C’est le cas de la Maison des Associations et ONG de Guinée (MAOG) dirigée par Lansana Diawara qui dénonce l’orientation des institutions républicaines contre les sources de cette révélation de détournement. «Il faut préciser que ce n’est pas le gouvernement qui est incriminé dans cette affaire, mais un membre du gouvernement. Il appartient donc à ce membre de se défendre en toute impartialité. Elle connait la voie en la matière en saisissant la justice si elle pense qu’elle a été brimée ou diffamée dans ses droits. Maintenant qu’un gouvernement qui se veut responsable, qui se réclame s’inscrire dans le nouveau pacte républicain annoncé par le Président de la République, celui de gouverner autrement, il n’a pas à faire des injonctions aux institutions républicaines et pire orienter à prendre des sanctions contre la source de l’information », indique le coordinateur national de la Maison des Association et ONG de Guinée avant de dénoncer : «Cela est inadmissible et inacceptable, cela vient dangereusement compromettre les principes de séparation du pouvoir dans un pays démocratique.
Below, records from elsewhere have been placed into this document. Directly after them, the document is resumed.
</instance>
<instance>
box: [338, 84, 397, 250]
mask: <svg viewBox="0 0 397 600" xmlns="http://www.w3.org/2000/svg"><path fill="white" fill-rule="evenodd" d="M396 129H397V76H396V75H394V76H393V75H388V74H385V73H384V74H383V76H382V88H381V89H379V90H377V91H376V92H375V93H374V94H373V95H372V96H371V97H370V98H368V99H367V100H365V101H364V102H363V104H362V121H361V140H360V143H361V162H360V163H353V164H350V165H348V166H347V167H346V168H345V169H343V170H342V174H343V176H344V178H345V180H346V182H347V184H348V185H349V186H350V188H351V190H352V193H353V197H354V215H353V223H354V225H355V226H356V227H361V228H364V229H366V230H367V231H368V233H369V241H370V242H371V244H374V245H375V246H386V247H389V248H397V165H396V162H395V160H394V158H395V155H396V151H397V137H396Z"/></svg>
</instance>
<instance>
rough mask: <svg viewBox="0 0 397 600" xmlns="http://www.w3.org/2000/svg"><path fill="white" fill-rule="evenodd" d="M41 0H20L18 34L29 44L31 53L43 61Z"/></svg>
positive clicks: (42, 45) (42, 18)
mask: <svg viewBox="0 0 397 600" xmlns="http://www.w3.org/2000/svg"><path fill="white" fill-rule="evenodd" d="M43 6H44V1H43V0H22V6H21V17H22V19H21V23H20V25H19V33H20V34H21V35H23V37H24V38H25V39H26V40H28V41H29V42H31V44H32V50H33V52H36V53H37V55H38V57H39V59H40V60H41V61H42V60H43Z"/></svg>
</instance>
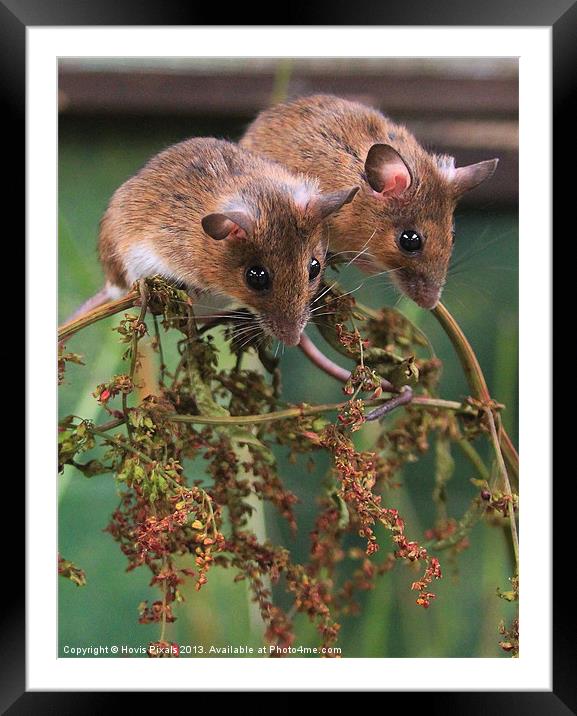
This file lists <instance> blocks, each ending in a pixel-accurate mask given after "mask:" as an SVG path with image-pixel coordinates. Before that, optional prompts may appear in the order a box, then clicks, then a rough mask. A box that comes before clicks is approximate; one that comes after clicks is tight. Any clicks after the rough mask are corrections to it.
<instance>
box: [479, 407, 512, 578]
mask: <svg viewBox="0 0 577 716" xmlns="http://www.w3.org/2000/svg"><path fill="white" fill-rule="evenodd" d="M485 412H486V415H487V421H488V422H489V430H490V433H491V441H492V443H493V449H494V451H495V457H496V458H497V465H498V467H499V473H500V475H501V479H502V480H503V484H504V487H505V490H506V491H507V495H509V497H510V498H511V499H510V500H509V502H508V503H507V513H508V515H509V525H510V530H511V541H512V544H513V552H514V553H515V566H516V574H519V535H518V534H517V523H516V521H515V508H514V506H513V492H512V490H511V483H510V482H509V475H508V474H507V467H506V466H505V461H504V460H503V453H502V448H501V443H500V442H499V436H498V434H497V428H496V426H495V418H494V416H493V411H492V410H489V409H487V410H486V411H485Z"/></svg>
Alors fort de tous ces constats, nous avons estimé qu’on ne peut pas rester les bras croisés. Nous avons lancé des recommandations à toute la société civile dans sa globalité et sa diversité, nous allons nous constituer en partie civile dans ce dossier. Pour nous, c’est des soupçons de détournement, mais dès lors qu’il y a des soupçons, il est important que nous passions cela au scanner ».

Dans une recommandation adressée au Présidente de la République, la MAOG exhorte l’exécutif de bien laisser la société civile lancée un audit social dans ce dossier.